Now I find the question of "what triples belong where" difficult if not impossible to answer. As John says a lexicon consists of many different layers of entries, senses, references, forms. So how people will package is quite arbitrary. 



[Armando Stellato] 

Well, partially this is is a no-issue. We don’t need to know the number of triples. In theory void allows to report the number of triples of a dataset, but one can fill this info or not. If I have a dataset which is both a lexicon and a lexicalization for a given ontology (which is not part of this dataset) then I may report the number of triples for the whole dataset, and omit this info for the two subsets (Lexicon and Lexicalization).

 

Answering the question what should go where is difficult thus I find as there is no natural way to package the triples in a lexicon. 

 

[Armando Stellato] 

If I understood correctly this part, this is an issue with applying the model, and not the metadata model. The metadata don’t deal with this. But I’m not sure I got the exact meaning of it. What do you mean with package?

 

 

The reason why we want to package things is to have metadata at the level of the complete resource (Lexicon as a collection of lex entries and Lexicalization as a collection of senses).



[Armando Stellato] 

This opens again an issue, which is not totally clear to me (you were agreeing on my position before). I suggested not to use senses to count lexicalizations (even though in many cases they correspond). See related chapter in the Lime PDF we sent weeks ago. But better we check it now together: 

If a sense is always a reified binding between a reference and a lexical entry, there is no issue, and #senses=#lexicalizations. But…might the following case happen?

 

“I want to reuse WordNet, which has been modeled in Ontolex, now I’ve the senses for “run”, and there are 3 very close senses which I want to collapse over the same ontology reference”.

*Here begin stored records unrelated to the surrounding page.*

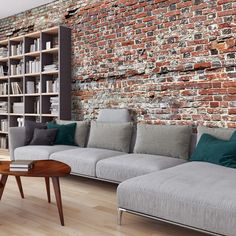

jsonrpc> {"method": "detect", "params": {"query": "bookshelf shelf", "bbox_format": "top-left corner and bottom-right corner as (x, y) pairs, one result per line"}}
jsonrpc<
(0, 26), (71, 149)
(25, 93), (40, 97)
(42, 70), (59, 75)
(42, 48), (59, 54)
(9, 74), (24, 79)
(9, 54), (23, 60)
(0, 57), (8, 62)
(25, 72), (40, 77)
(0, 76), (8, 80)
(25, 51), (40, 57)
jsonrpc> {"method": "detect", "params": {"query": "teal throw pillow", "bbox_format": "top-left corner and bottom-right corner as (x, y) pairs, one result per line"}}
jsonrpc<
(47, 123), (76, 146)
(190, 132), (236, 168)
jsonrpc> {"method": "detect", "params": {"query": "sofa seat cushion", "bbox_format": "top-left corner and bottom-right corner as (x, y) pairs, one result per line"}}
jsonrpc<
(117, 162), (236, 236)
(14, 145), (76, 160)
(50, 148), (124, 177)
(96, 154), (186, 182)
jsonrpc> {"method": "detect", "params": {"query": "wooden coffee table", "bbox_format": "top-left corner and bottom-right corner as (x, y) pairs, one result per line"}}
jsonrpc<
(0, 160), (71, 226)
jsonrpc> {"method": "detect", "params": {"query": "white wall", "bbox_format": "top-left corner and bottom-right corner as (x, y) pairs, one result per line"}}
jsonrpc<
(0, 0), (55, 19)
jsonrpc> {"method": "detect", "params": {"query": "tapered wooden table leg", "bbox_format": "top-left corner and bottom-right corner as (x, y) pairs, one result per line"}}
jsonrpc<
(16, 176), (24, 198)
(52, 177), (64, 226)
(45, 177), (51, 203)
(0, 175), (8, 200)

Pls note that there is a large literature about rationales for doing that (e.g. Navigli, 200?). If I have a system processing text and using wordnet semantic structure (at sense or synset level), and I want to link resultances to my ontology, then I may want to use all senses which potentially fall inside my  ontology entries, and if 3 smoothly different senses are actually three blends of a same concept, then I want to bind all of them to avoid losing some result from my wordnet-bound/trained/whatever machine.

 

So, if the above may happen (is allowed in Ontolex? Does it interfere with R3?), I will have 3 bindings between “run” and a certain (same) ontoreference. Then, to my purpose, this should count as one single lexicalization. 

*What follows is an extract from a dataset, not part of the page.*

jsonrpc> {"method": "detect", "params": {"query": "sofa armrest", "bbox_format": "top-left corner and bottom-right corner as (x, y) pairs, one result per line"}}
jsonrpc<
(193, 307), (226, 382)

So, better if we seal it now :) I’m not strongly saying Ontolex should allow for this multiple sense binding (though I’m suggesting it should, if we want to reuse existing resources and not only creating lexicons ad-hoc for each ontology) but I’m just asking you a confirmation if that is the case, and then we can discuss about what to count for the metadata (senses or not).

 

In addition, we want to group parts of the lexicon that refer to a given dataset/ontology to say something like how many references for this given ontology are lexicalized in the lexicon; fair enough. Let's accept this is important (which I agree actually)

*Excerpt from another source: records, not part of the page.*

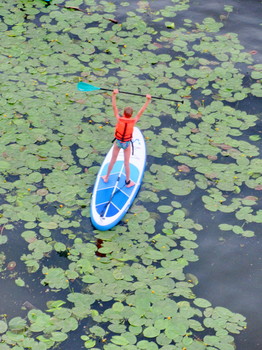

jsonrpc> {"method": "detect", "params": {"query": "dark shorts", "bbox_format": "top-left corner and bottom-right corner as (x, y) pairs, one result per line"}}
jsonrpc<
(116, 139), (130, 149)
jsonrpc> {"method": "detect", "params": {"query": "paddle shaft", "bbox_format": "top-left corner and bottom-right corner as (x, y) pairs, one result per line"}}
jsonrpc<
(100, 88), (184, 103)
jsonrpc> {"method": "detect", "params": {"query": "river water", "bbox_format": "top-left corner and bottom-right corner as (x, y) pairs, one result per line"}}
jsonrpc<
(176, 0), (262, 350)
(0, 0), (262, 350)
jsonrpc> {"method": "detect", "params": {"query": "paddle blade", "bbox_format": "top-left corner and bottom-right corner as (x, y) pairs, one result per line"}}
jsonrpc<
(77, 81), (100, 91)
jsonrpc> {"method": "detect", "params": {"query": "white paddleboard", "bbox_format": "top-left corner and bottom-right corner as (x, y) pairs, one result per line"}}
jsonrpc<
(91, 127), (146, 231)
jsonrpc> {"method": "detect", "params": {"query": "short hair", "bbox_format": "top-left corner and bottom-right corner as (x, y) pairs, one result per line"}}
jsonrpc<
(124, 107), (133, 118)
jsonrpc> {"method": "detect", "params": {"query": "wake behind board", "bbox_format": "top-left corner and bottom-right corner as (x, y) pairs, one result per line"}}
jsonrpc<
(91, 127), (146, 231)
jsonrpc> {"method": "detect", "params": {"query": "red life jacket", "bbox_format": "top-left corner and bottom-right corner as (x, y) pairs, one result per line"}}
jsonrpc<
(115, 117), (136, 142)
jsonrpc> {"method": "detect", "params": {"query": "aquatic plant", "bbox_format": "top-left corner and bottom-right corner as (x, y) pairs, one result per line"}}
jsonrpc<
(0, 0), (262, 350)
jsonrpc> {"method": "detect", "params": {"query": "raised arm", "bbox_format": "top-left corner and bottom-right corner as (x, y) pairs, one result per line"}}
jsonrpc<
(136, 95), (151, 121)
(112, 89), (119, 118)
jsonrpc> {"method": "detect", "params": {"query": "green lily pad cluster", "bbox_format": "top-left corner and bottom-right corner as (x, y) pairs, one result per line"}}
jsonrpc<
(0, 0), (262, 350)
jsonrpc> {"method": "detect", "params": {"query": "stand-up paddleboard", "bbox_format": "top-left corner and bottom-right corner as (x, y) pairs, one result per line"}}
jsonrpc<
(91, 127), (146, 231)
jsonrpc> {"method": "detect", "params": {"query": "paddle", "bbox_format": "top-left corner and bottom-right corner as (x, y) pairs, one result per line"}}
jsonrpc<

So I think what we are looking for is somehting like a class "SubsetOfLexiconRelevantReferringToAParticularOntology" as subclass of void:Dataset and representing a slice of the overall dataset. For this class we would have a property lime:dataset or lime:ontology (I propose lime:vocabulary which is more neutral) that expresses the ontology in question and would be functional, otherwise it makes no sense. We could then attach the standard metadata properties capturing statistics to the Lexicon as a whole, to the whole dataset (comprising possibly many lexica) or to the subset lex / sense / ref triples with a particular "ref". So SubsetOfLexiconRelevantReferringToAParticularOntology(o) as a function would refer as a Dataset to all the lex / sense / ref triples here ref is in o. Fair enough. We could have this class but never say explicitly which triples belong to it, but keep it as some implicit subset of the lexicon. This would allow us to make metadata statements about all the sense / ref triples with ref \in o. Let me refer to these tuples as (lex,sense,ref) for now.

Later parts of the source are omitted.